Voters who showed up for the school district’s deliberative session decided to restore $800,000 to the proposed school budget. That was less than one-half of 1 percent of all voters.
The numbers weren’t much better at the seven towns that held deliberative sessions Saturday. Danville led the pack with 2 percent of the town’s voters showing up at the annual meeting. The rest fell well below that.
Some blame burnout following the presidential election in November. Others say people are unwilling to give up part of their weekend for something as dry as a dissection of a budget proposal.
But few officials are happy with the turnout.
“I was surprised at the outcome of the voters,” Derry School Board Chairman Brenda Willis said yesterday. “It’s hard to say what would have happened if more people had come out and vote.”
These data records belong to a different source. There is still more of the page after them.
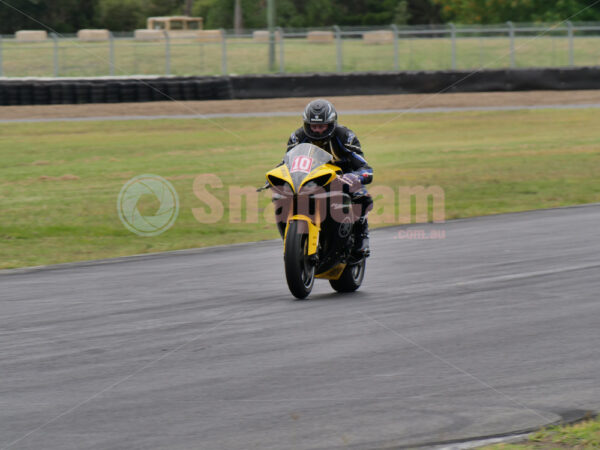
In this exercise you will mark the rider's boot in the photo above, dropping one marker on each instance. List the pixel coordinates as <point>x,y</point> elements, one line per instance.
<point>361,244</point>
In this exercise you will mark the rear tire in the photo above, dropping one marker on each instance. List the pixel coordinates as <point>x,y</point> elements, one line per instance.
<point>299,272</point>
<point>351,278</point>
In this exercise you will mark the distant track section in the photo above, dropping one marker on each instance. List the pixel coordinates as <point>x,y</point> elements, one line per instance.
<point>43,91</point>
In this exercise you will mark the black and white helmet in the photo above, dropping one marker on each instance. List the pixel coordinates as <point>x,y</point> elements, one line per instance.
<point>319,112</point>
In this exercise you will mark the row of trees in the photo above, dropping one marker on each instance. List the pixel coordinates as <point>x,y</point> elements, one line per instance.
<point>125,15</point>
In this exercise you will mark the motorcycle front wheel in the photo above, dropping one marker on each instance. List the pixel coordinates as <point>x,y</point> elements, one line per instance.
<point>299,271</point>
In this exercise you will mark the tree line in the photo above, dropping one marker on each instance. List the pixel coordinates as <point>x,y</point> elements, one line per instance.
<point>68,16</point>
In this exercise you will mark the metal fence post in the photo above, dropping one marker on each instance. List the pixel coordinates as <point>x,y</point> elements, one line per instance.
<point>167,53</point>
<point>55,58</point>
<point>511,34</point>
<point>111,53</point>
<point>223,53</point>
<point>279,36</point>
<point>396,52</point>
<point>571,43</point>
<point>338,45</point>
<point>453,39</point>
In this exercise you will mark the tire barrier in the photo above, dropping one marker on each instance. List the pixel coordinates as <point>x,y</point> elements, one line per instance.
<point>117,90</point>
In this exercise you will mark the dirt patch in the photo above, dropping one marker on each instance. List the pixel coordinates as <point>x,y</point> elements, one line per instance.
<point>373,102</point>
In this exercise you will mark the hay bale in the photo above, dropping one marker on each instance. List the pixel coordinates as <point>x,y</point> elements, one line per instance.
<point>379,37</point>
<point>31,35</point>
<point>93,35</point>
<point>263,36</point>
<point>183,34</point>
<point>208,36</point>
<point>320,37</point>
<point>149,35</point>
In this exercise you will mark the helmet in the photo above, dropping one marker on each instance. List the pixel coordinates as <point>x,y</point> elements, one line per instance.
<point>319,112</point>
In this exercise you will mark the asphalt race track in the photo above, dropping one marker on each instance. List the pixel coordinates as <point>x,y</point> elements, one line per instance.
<point>495,328</point>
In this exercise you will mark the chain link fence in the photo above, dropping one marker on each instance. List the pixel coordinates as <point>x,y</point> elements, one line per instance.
<point>336,49</point>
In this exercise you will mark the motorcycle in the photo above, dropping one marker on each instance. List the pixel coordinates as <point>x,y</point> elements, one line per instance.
<point>315,217</point>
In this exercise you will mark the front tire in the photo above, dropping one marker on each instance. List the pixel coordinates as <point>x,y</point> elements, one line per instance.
<point>299,271</point>
<point>351,278</point>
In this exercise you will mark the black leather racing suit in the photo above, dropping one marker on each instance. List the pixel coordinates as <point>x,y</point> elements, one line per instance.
<point>348,155</point>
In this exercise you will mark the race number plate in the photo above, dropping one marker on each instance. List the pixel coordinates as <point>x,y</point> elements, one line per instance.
<point>301,164</point>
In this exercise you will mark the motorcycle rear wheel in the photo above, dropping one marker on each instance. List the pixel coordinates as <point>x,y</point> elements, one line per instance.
<point>351,278</point>
<point>299,271</point>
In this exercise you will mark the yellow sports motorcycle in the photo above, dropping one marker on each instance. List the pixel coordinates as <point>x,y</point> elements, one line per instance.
<point>315,217</point>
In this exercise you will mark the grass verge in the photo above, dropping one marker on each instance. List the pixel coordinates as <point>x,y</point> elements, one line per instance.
<point>59,182</point>
<point>583,435</point>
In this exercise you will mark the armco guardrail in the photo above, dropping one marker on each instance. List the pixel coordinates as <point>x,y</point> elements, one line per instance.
<point>115,90</point>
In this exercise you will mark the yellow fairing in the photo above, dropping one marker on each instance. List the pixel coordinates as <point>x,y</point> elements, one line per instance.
<point>332,274</point>
<point>281,172</point>
<point>313,233</point>
<point>325,169</point>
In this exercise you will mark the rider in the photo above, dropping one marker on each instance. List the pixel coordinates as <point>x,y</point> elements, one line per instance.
<point>321,129</point>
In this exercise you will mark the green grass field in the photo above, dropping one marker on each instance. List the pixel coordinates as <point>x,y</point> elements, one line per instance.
<point>59,182</point>
<point>246,57</point>
<point>582,436</point>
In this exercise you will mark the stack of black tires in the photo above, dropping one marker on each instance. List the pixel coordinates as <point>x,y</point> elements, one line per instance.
<point>55,92</point>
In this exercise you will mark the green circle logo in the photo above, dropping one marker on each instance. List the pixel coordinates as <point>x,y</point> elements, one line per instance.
<point>130,195</point>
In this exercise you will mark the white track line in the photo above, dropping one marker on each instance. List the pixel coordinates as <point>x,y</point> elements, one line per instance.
<point>293,114</point>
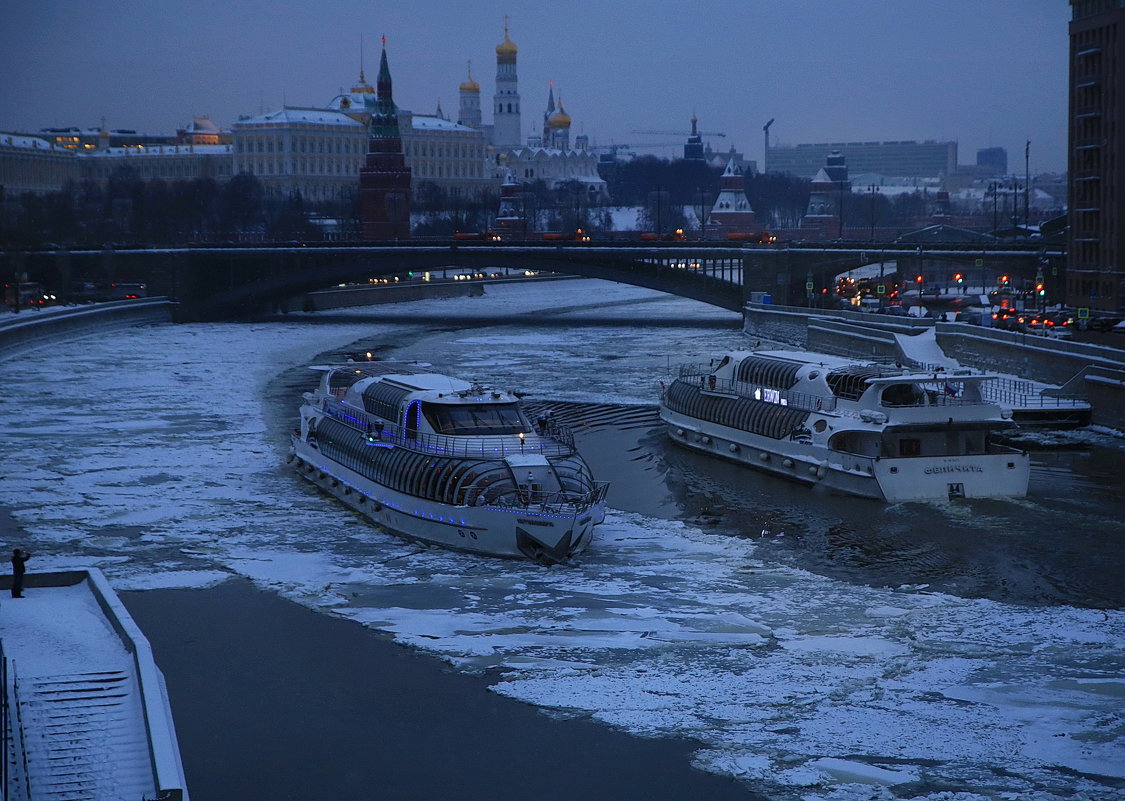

Willis said she believes residents need to make time to familiarize themselves with any budget.
“I think people should pay attention as the budget process begins to unfold,” she said. “We have a public hearing in January where people get a chance to ask questions about what is happening.”
At a deliberative session, voters can change the wording of and dollar amount in proposed warrant articles before they head to the March ballot.
But some believe voters would rather just head to the voting booth.
Salem Selectman Stephen Campbell said he thinks voters tend to wait until Town Meeting to make their voices be heard.
“On an average year, we might have 4,000 people vote,” Campbell said. “That’s more representative of the people of Salem and what they want done.”
Only 0.65 percent of registered voters showed up at the deliberative session in Salem Saturday. This year was the first year in which Salem held only one session after voters abolished a post-Town Meeting deliberative session last March.